What about if the dividends had been reinvested along the way instead? In that case you started off with the same total of 4,896 split-adjusted shares back in 1972. Along the way your reinvested dividends would have bought an additional 3,024 shares, leaving you with a current total of 7,920 shares. Today those shares would be worth approximately $940,000, equivalent to a total return of nearly 11% per year.
The staggering thing is thinking about the cash flow on that. This year current shareholders will enjoy a dividend of around $3.15 per-share, which on the basis of this hypothetical investment would be raking in $25,000 for the year in cash flow. Let’s say the dividend goes up 7% next year; a pretty reasonable estimate given the current pay-out ratio. That would mean you get a $1,700 annual pay rise for doing nothing; all because the underlying business is an absolute compounding machine over long time frames.
Scenario 2: Returns On $1,000 Invested Annually In Johnson & Johnson Stock From 1972
According to a quick Google search the average US salary back in 1972 was about $7,000, making it a bit unrealistic for a then 21 year-old to make the kind of investment outlined above. Let’s look at a more realistic option which is an annual investment program running at a flat sum of $1,000. That means you’ve basically got to find just $3 a day to put towards your Johnson & Johnson investment program.
The first years would be the toughest, with the annual investments taking up a decent chunk of your take home pay, but as the years go by they gradually become less and less on a relative basis.
You start out in year one with your first $1,000 netting ten shares in the Johnson & Johnson company (not adjusting for splits). The years go by, the company remains profitable and they carry on paying you dividends. In turn you carry on sending off your $1,000 check to buy more shares at the beginning of every year, whilst also making sure that dividends received are reinvested into more shares.
Let’s say you started off doing that at the age of 21. After forty-four years that means you’ll likely be hitting, or close to hitting, retirement given you’d now be 65 years old. How would your total investment look like today? As it stands you’ve invested a total of $45,000: $1,000 for each year between 1972 and 2016 (including the end year). Including the reinvested dividends you’d currently be sitting on a total of 14,297 shares worth $1,697,768.
This year that would produce dividend cashflow of something like $45,000; a potentially life changing amount for such a simple investment case. Imagine if you’d been in a position to bump it up to $2,000 per year in 1990, the year that I was born. In that case you’d be looking at a total of 15,841 shares producing $49,900 for you this year in dividend cash. If they raise the dividend next year by just $0.15 to $3.30 a share you’d be getting $2,375 pay increase during retirement.

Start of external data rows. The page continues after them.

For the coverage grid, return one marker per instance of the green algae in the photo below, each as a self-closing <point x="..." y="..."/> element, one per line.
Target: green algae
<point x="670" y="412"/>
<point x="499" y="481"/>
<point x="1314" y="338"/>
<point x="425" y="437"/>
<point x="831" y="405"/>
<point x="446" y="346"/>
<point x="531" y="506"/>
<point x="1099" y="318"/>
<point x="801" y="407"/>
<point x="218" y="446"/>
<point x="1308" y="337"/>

Now you get why folks shouldn’t ever sell stocks like Johnson & Johnson unless they have literally no other choice. I’m not saying that it will go ahead and repeat those same level of returns over the next forty-five years, but here’s what I like about the stock at $117 right now. At 17x earnings it’s trading at a decent value; not a cheap value, but a fair one. You get to collect a dividend of $3.15 this year; with that figure only representing about 45% of net earnings. In addition you’ve got the prospect of both decent long-term earnings and dividend growth given the sector the company operates in and the ability to supplement earnings using bolt-on acquisitions. For one of the best businesses in the world that represents a great deal so long as you are prepared to hold on to the stock for the long haul.